By Erin Murray, Army Flier Staff WriterSeptember 27, 2011
FORT RUCKER, Ala., Sept. 27, 2011 -- Sixty Fort Rucker spouses flew, shot and swam their way through a day of hands-on exercises, hoping to better understand their Soldiers' experiences and even earn their own set of Aviator's wings Sept. 16.
Aviation Spouse Day returned for the second time this year with doubled participation and changes that allow more focus on the Aviator's experience, said Deborrah Cisneros, United States Army Aviation Center of Excellence, or USAACE, Family Readiness Support Assistant and director of Aviation Spouse Day.
Four groups of spouses spent the day learning helicopter overwater survival training, completing team-building obstacles at the leader's reaction course, firing M-16s at a simulated rifle range and learning to fly helicopters in simulators. The day concluded with a graduation at the U.S. Army Aviation Museum, where spouses were awarded their wings in front of Family and friends.

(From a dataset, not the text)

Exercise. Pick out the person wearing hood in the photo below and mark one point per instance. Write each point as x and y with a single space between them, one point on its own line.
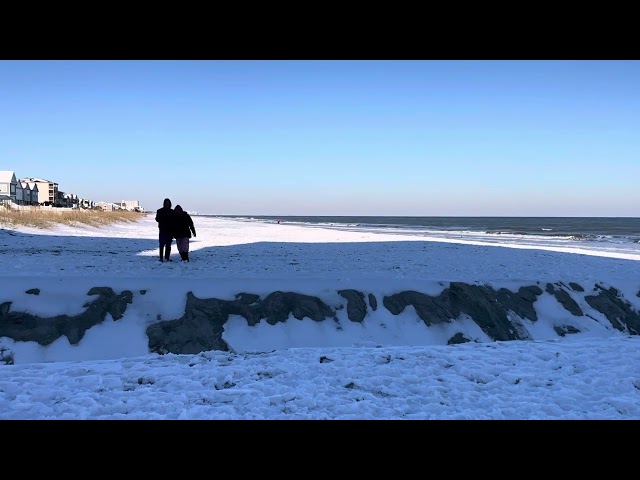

The increase in participation and fine-tuning of the event was the result of collaboration between Maj. Gen. Anthony G. Crutchfield, U.S. Army Aviation Center of Excellence and Fort Rucker commanding general, and Cisneros, who have worked to provide a realistic and beneficial training experience for spouses at Fort Rucker.
"We created the event to give the spouses firsthand experience of what their Soldiers do. After the first event, the spouses shared that it really did give them a better understanding what Soldiers have to go through to be Army Aviators," said Cisneros.
Though the first Aviation Spouse Day was a success, there were several changes made to improve the event. Cisneros explained that in order to provide more chances for spouses to earn their wings, the quota for participants was raised from 24 to 60. Spouses also asked for opportunities to get to know fellow participants, which led to a social and information session for the spouses a few days before the events.
After the first Aviation spouse day, Crutchfield noticed that the helicopter overwater survival training provided to the spouses was not the same as what Soldiers undergo. With Crutchfield's assistance, the underwater events were moved to the real HOST training facilities, where participants were able to see a demo of a real underwater helicopter evacuation along with an underwater exercise.
Crutchfield explained that providing this opportunity for spouses is essential, because family readiness is as important as military readiness.
"It was that important to me that we move things to make this happen. [Spouses] are so important to our mission. You are part of this Army. Family readiness is just as important as operational readiness," said Crutchfield.
Along with the hands-on activities, spouses were educated on the different aspects of Aviation training. According to Erica Geranen, one of the day's participants, the focus on educating spouses had many benefits, even for long-time Army spouses.
"I think that it's a small glimpse into what they're going through. I've been an Army wife for 10 years now, so I know what he goes through. I think this will give me a little bit more of a detailed look at what he's doing," she said.
After completing the simulators and underwater training, participant Kelsey Bailly had a better understanding of her husband's training from the shared experience with spouses and Soldiers.
"It's awesome that there's training set up for spouses to come out and see what [Soldiers] go through. I think it's great that we can be a part of the Family that our husbands are in. It just makes a better Army family," she said.